Com o passar do tempo, a situação foi melhorando, ainda observamos problemas, passados mais de três meses do início da pandemia, mas, indiscutivelmente, ocorreram avanços. No entanto, uma unidade que ainda continua apresentando problemas preocupantes é a maternidade Santa Mônica, vinculada à Universidade Estadual de Ciências da Saúde. Recentemente, fizemos uma inspeção na maternidade e ficou constatada a ocorrência de sérios problemas em relação ao fornecimento de EPIs e a sua estrutura física, colocando em risco não só a saúde e a segurança dos trabalhadores, mas também dos usuários que procuram aquela maternidade e dos bebês que nascem sob os cuidados da unidade de saúde.
Como avalia as ações do Governo Federal em apoio ao trabalhador neste momento?
Em relação ao Ministério da Saúde, é sabido que o Governo Federal deixou muito a desejar nesse ponto. Para se ter uma ideia, três ministros da Saúde já passaram pela pasta nesse período e há uma quantidade expressiva de militares ocupando postos-chaves no Ministério da Saúde, quase todos eles sem qualquer formação técnica e experiência na área de saúde, sem falar dos maus exemplos que partem do presidente da República em promover e participar de aglomerações, de protestos, sem fazer uso de máscara em eventos públicos. Então é lamentável como o Governo Federal conduz a coordenação nacional de todo o trabalho de combate à Covid-19.

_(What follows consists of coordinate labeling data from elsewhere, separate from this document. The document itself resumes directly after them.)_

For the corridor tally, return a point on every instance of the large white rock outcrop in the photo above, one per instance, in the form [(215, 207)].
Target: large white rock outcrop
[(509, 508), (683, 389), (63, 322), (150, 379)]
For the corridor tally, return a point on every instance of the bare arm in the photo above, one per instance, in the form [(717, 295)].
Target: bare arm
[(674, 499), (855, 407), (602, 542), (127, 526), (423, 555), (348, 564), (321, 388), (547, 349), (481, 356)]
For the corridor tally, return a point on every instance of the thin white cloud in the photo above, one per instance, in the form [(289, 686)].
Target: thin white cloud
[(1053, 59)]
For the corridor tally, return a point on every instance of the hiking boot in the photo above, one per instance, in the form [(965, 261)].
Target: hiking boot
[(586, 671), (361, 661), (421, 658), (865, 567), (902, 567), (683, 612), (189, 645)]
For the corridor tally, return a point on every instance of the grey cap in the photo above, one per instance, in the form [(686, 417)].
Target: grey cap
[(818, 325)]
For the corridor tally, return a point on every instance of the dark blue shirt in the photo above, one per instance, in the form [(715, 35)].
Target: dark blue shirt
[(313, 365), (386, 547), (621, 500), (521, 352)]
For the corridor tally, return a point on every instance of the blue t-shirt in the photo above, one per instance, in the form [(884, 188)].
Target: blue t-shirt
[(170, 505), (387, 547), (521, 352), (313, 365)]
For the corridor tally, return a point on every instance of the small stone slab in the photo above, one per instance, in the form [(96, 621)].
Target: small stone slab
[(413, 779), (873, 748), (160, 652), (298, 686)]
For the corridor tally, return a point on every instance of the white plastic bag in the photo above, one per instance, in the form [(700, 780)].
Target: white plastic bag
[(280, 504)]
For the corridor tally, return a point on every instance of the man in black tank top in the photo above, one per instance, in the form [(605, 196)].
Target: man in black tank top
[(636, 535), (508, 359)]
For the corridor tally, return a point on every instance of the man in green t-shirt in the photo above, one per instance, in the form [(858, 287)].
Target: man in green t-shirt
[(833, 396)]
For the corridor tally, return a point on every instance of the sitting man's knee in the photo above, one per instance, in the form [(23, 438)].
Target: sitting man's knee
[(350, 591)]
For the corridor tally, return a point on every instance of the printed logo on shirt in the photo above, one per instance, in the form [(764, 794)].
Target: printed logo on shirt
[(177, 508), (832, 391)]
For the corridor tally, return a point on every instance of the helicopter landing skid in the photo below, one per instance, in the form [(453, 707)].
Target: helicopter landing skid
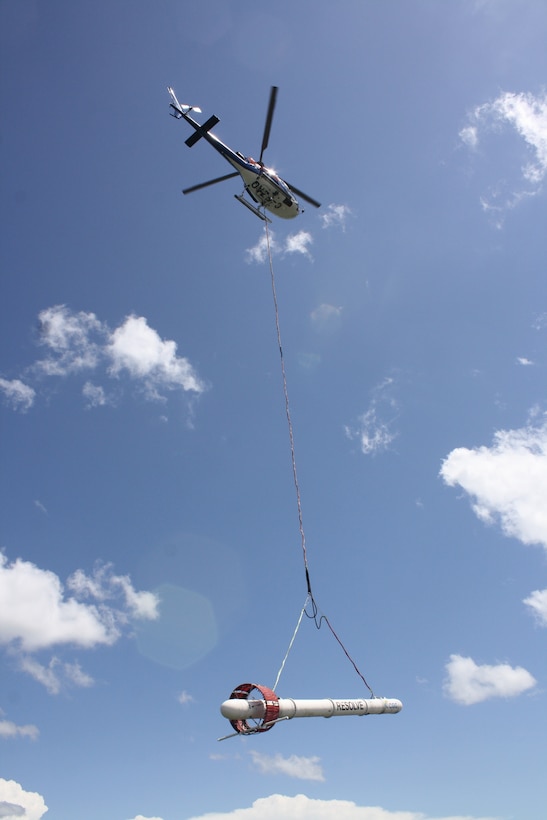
[(252, 208)]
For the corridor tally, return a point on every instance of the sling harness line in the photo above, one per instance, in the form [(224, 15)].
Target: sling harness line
[(253, 708)]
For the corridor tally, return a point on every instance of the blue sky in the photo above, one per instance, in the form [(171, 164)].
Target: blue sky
[(151, 554)]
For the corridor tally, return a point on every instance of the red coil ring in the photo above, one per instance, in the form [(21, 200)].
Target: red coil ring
[(272, 708)]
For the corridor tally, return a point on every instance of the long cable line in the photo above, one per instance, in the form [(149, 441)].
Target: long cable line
[(314, 614)]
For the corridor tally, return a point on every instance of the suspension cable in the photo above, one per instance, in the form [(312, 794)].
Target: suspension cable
[(315, 612)]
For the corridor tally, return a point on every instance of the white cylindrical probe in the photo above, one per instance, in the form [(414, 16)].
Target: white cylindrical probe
[(243, 709)]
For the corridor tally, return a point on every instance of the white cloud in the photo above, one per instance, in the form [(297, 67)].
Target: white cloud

Por outro aspecto, com relação especificamente ao mercado de trabalho, as medidas provisórias que foram editadas pelo Governo Federal têm dado uma resposta razoável às necessidades da população. As MPs que previram a possibilidade de suspensão do contrato de trabalho, a possibilidade de antecipação de férias e feriados e a MP que permite a redução de jornada adicionada à redução dos salários foram medidas que permitiram que o desemprego não atingisse níveis absurdos. Foram medidas acertadas, a meu ver, que reduziram os efeitos da pandemia em relação à classe trabalhadora. Isso sem falar, obviamente, na ajuda emergencial que foi dada aos trabalhadores autônomos, que compõem um contingente de aproximadamente 40 milhões de brasileiros e que foram socorridos por uma ajuda emergencial fornecida pela União Federal.

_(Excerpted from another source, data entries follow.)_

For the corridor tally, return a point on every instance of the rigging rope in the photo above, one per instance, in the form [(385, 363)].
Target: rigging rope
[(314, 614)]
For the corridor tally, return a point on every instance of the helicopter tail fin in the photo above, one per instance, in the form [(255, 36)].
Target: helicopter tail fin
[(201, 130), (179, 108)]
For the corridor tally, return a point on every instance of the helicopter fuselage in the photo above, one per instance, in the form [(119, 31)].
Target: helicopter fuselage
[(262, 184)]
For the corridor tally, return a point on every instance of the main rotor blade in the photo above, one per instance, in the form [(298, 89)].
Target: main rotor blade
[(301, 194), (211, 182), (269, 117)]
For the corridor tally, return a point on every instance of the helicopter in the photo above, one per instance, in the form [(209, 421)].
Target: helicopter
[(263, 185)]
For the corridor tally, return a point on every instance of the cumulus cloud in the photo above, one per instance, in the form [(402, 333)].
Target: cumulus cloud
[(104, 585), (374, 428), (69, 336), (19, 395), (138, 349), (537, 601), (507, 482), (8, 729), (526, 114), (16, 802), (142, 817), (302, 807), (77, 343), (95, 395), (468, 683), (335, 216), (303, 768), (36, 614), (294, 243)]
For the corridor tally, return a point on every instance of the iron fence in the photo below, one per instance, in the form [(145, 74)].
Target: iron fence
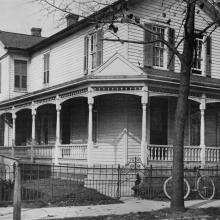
[(49, 183)]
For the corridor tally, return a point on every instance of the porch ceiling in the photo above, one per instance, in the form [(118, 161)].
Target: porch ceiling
[(161, 79)]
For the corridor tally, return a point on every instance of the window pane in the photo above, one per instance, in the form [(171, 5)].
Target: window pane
[(20, 67), (46, 67), (158, 47), (17, 81), (197, 56), (24, 82)]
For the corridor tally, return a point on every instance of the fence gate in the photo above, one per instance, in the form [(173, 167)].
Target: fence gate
[(130, 177)]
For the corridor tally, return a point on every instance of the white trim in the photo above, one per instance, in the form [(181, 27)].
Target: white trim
[(137, 70)]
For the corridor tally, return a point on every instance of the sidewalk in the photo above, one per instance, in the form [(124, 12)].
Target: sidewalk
[(129, 205)]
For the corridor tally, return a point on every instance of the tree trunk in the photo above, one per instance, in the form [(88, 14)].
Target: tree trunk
[(177, 202)]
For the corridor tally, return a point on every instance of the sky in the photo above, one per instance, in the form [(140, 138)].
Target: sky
[(21, 15)]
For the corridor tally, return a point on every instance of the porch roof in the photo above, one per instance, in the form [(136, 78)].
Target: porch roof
[(159, 78)]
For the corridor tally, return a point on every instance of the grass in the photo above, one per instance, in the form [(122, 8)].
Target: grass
[(165, 214), (58, 192)]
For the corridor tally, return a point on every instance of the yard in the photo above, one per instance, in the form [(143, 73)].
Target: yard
[(165, 214)]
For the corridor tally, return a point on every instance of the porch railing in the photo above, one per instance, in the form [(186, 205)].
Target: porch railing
[(165, 153), (5, 151), (73, 151), (212, 154), (43, 151), (22, 151)]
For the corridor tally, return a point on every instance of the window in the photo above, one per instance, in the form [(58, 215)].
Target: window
[(93, 51), (158, 47), (46, 67), (202, 56), (194, 124), (198, 63), (20, 74), (157, 54), (0, 77)]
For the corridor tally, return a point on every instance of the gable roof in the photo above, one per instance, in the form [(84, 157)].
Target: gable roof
[(18, 41), (30, 43), (118, 65)]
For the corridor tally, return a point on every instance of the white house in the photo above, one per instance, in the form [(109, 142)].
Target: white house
[(73, 98)]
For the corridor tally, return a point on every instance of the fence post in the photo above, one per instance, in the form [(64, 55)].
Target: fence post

É bem verdade que o Governo Federal, em um primeiro momento, não pretendia pagar a quantia de 600 reais, mas o Congresso Nacional entendeu a gravidade do problema e aprovou uma legislação que atende, pelo menos de maneira emergencial, a necessidade de cobrir esse vácuo em relação aos trabalhadores autônomos, que não tinham como laborar nesse período da pandemia, tendo em vista praticamente o desaparecimento da economia real.

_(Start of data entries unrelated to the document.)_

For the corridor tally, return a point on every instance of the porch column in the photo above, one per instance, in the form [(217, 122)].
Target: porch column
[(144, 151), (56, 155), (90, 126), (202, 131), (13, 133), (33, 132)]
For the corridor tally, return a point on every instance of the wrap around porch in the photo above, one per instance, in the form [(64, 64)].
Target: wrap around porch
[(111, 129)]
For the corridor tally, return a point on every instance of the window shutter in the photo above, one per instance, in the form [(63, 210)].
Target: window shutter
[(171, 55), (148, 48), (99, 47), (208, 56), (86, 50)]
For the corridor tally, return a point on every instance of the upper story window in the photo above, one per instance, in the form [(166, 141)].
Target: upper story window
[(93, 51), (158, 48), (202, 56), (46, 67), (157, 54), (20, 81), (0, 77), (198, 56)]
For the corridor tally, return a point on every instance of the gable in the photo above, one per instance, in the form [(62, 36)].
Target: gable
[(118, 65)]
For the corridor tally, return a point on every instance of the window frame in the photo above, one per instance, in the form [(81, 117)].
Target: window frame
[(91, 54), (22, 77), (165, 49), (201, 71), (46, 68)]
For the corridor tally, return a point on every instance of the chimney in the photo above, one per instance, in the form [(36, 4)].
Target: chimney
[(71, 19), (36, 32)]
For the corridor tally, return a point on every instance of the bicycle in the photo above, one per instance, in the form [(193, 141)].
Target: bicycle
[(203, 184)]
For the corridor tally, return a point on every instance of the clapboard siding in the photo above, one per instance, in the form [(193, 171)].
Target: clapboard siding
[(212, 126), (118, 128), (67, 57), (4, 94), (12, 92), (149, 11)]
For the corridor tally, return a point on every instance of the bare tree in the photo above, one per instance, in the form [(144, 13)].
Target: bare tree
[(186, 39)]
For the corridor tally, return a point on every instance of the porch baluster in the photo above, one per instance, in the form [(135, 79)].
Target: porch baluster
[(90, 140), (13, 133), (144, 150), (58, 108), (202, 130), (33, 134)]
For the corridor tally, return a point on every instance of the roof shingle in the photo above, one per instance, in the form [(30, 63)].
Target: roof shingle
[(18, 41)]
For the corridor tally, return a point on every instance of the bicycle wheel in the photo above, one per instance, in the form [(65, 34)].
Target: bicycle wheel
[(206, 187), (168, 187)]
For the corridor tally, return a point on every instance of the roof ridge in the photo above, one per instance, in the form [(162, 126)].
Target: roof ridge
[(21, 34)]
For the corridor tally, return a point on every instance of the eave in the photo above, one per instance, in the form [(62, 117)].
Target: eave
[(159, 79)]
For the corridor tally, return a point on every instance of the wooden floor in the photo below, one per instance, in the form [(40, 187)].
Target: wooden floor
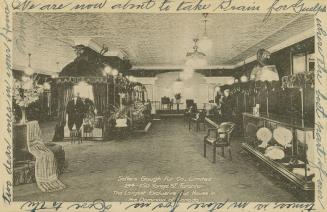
[(167, 149)]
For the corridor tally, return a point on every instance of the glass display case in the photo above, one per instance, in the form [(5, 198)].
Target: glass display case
[(284, 144)]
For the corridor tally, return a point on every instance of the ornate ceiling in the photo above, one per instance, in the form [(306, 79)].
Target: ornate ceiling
[(149, 40)]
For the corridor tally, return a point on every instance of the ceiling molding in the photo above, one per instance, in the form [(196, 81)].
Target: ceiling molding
[(180, 67)]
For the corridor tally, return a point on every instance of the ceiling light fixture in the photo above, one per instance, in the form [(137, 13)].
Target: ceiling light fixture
[(29, 71), (195, 59), (205, 42)]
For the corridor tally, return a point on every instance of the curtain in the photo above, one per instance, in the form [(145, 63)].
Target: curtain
[(65, 93), (100, 97)]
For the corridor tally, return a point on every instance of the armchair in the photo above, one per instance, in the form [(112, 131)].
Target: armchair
[(219, 137)]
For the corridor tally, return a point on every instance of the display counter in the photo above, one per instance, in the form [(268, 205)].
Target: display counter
[(284, 144)]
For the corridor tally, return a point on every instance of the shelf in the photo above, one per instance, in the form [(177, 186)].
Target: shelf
[(300, 183), (285, 121)]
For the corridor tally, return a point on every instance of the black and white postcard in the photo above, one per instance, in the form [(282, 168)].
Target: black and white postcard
[(163, 105)]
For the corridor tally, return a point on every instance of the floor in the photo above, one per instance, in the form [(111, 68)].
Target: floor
[(96, 170)]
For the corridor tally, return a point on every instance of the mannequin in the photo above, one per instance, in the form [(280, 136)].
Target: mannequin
[(76, 111)]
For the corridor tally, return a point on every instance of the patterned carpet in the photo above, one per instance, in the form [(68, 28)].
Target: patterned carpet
[(168, 149)]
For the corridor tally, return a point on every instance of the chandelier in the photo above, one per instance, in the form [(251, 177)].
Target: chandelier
[(195, 59), (205, 43), (29, 71)]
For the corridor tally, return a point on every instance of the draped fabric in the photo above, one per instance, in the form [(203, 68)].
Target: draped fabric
[(100, 97), (45, 166), (65, 93)]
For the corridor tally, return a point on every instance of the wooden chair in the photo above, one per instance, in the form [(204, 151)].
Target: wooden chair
[(219, 137)]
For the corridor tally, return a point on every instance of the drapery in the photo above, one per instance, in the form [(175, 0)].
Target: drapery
[(100, 97), (45, 166), (65, 92)]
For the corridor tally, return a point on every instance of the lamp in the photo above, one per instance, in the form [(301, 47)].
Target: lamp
[(244, 78), (29, 71), (195, 59), (114, 72), (107, 70), (205, 42), (187, 73), (46, 86)]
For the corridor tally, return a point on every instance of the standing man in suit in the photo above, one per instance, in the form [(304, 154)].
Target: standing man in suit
[(75, 110), (227, 106)]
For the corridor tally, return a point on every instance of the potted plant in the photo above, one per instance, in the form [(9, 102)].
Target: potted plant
[(25, 93), (178, 98)]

Qual a sugestão que o senhor daria para os gestores públicos, no quesito retomada da economia, já que será complicado?
Entendemos que o trabalho remoto e a chamada digitalização da economia é um fato que deverá perdurar após a pandemia. O trabalho remoto já existia, mas ele tomou uma proporção muito maior durante esse período em que vigorou uma recomendação de distanciamento social. Então, deve ser uma preocupação de todos aqueles que lidam com o mundo do trabalho em tentar regularizá-lo porque o trabalho remoto praticamente não tem um disciplinamento na nossa legislação e alguns aspectos, a meu ver, precisam de normatização. Não é porque o trabalho está sendo prestado remotamente, por exemplo, que o empregado tem que trabalhar fora dos horários estabelecidos. O empregado não pode ser cobrado através dos meios digitais fora dos horários de trabalho, então é algo que veio para ficar e que vai precisar de alguma regulamentação. Então, são esses aspectos que acho que devem preocupar os gestores e os legisladores a partir desse momento.